CompressiveLearning.jl

A Julia package for compressive (aka sketched) learning, i.e. to perform efficiently large-scale learning tasks by compressing the whole dataset into a single small vector of generalized random moments. Currently supported learning tasks are clustering, PCA, and Gaussian modeling using Gaussian distributions with diagonal covariances.

Supported features

  • Sketching with: -- random/quantized/squared Fourier features -- Nyström features with uniform, approximate leverage score (ALS), and DPP sampling.
  • Generic CLOMPR function to solve the inverse problem (learn from the sketch) [5].
  • Practical implementation of CLOMPR for clustering (working well [6]) and GMM fitting (not extensively tested).
  • CL-AMP algorithm (for clustering with random features only) [3].
  • Various optimization routines for PCA.
  • Fast Transforms for high-dimensional settings [2] (at least for k-means/PCA).
  • Differentially-private sketching operators [4].

Installation

To install the package, run (] add CompressiveLearning from the Julia REPL).

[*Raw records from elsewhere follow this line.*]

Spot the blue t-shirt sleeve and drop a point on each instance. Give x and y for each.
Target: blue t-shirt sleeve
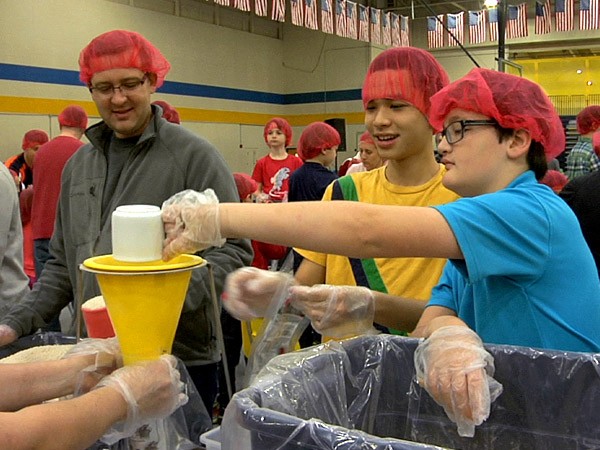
(505, 233)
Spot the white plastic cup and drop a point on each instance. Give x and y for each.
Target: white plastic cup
(137, 233)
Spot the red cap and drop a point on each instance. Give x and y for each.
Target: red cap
(122, 49)
(73, 116)
(33, 138)
(512, 101)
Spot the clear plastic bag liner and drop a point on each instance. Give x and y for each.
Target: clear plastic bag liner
(362, 394)
(280, 331)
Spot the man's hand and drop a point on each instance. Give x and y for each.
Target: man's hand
(455, 369)
(336, 311)
(7, 335)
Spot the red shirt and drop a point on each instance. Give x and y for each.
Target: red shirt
(274, 175)
(50, 160)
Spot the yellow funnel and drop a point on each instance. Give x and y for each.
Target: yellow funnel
(144, 301)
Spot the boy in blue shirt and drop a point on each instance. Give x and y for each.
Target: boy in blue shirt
(520, 271)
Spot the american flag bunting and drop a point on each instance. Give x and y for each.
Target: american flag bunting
(340, 18)
(542, 17)
(386, 29)
(455, 25)
(375, 26)
(516, 25)
(278, 11)
(297, 12)
(395, 29)
(326, 17)
(404, 32)
(310, 14)
(477, 27)
(351, 18)
(435, 31)
(563, 14)
(493, 19)
(588, 15)
(242, 5)
(363, 23)
(260, 8)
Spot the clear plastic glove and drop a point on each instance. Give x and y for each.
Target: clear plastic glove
(249, 291)
(7, 335)
(452, 365)
(152, 390)
(191, 221)
(336, 311)
(107, 358)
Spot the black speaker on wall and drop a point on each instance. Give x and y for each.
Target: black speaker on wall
(340, 126)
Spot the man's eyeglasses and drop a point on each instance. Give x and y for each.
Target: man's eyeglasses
(455, 131)
(129, 86)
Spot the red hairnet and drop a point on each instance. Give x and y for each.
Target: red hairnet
(33, 138)
(284, 127)
(245, 184)
(367, 138)
(512, 101)
(555, 179)
(169, 112)
(588, 119)
(73, 116)
(122, 49)
(317, 137)
(404, 73)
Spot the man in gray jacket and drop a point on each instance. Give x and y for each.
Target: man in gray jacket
(134, 157)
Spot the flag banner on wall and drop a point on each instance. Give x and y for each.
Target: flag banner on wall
(351, 18)
(386, 29)
(477, 27)
(563, 14)
(455, 25)
(310, 14)
(297, 12)
(242, 5)
(340, 18)
(375, 26)
(363, 23)
(395, 20)
(326, 17)
(516, 25)
(493, 19)
(588, 15)
(260, 7)
(278, 11)
(542, 17)
(435, 31)
(404, 32)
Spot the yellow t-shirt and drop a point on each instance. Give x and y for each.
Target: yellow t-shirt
(407, 277)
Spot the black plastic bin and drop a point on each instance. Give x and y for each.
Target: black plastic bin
(362, 394)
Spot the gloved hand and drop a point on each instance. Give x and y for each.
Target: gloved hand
(452, 365)
(249, 291)
(191, 221)
(105, 358)
(7, 335)
(336, 311)
(152, 390)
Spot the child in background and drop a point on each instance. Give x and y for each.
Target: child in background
(317, 147)
(369, 155)
(272, 172)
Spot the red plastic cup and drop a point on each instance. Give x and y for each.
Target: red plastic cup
(98, 324)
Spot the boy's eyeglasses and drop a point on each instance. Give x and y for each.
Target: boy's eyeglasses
(455, 131)
(129, 86)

Some functionalities of the package rely on additional dependencies:

  • Nyström features with leverage score sampling relies on the BLESS python library (https://github.com/LCSL/bless). PyCall must be manually loaded, and the python dependencies sklearn and numpy installed for the python version used by PyCall. (BLESS itself is already included.)
  • Nyström features with DPP sampling requires PyCall and python dependencies dppy, sklearn and falkon (to install from https://github.com/FalkonML/falkon).

Usage

Main wrappers (see respective docstrings) are CKM, CPCA, CGMM. All of these methods support the keyword arguments of skops_pair, which allow to control usage of differential privacy, fast transforms, choice of the kernel etc. The most critical hyperparameter is the kernel_variance (which should ideally be chosen of the order of the squared minimum inter-cluster distance). Main algorithms to learn from the sketch: CLOMPR (continuous orthogonal matching pursuit, more stable) and CLAMP (approximate message passing, for clustering only, works with smaller sketch sizes but more unstable).

Documentation

Go to docs/ and run make.jl. The documentation will be generated in a build folder, which can e.g. be rendered using LiveServer as follows: using LiveServer; serve(dir="build").

Tests

Unit tests are contained in the test/runtests.jl file. The main file is runtests.jl, and tests relying on python dependencies are located in the test_with_deps.jl file.

Support

Please directly use the gitlab repository for support and pull requests.

Relevant publications

[1] Efficient and Privacy-Preserving Compressive Learning
    2020, PhD Thesis, Université de Rennes 1
    Antoine Chatalic

[2] Large-Scale High-Dimensional Clustering with Fast Sketching,
    2018, ICASSP
    A. Chatalic, R. Gribonval, N. Keriven

[3] Sketched Clustering via Hybrid Approximate Message Passing
    2019, IEEE Transactions on Signal Processing
    E. Byrne, A. Chatalic, R. Gribonval, P. Schniter

[4] Differentially Private Compressive K-Means
    2019, ICASSP.
    V. Schellekens, A. Chatalic, F. Houssiau, Y.-A. De Montjoye, L. Jacques, R. Gribonval

[5] Sketching for Large-Scale Learning of Mixture Models
    2017, Information and Inference: A Journal of the IMA
    N. Keriven, A. Bourrier, R. Gribonval, P. Pérez

[6] Compressive K-Means
    N. Keriven, N. Tremblay, Y. Traonmilin, R. Gribonval
    2017, ICASSP

TODOs

  • Set up documentation online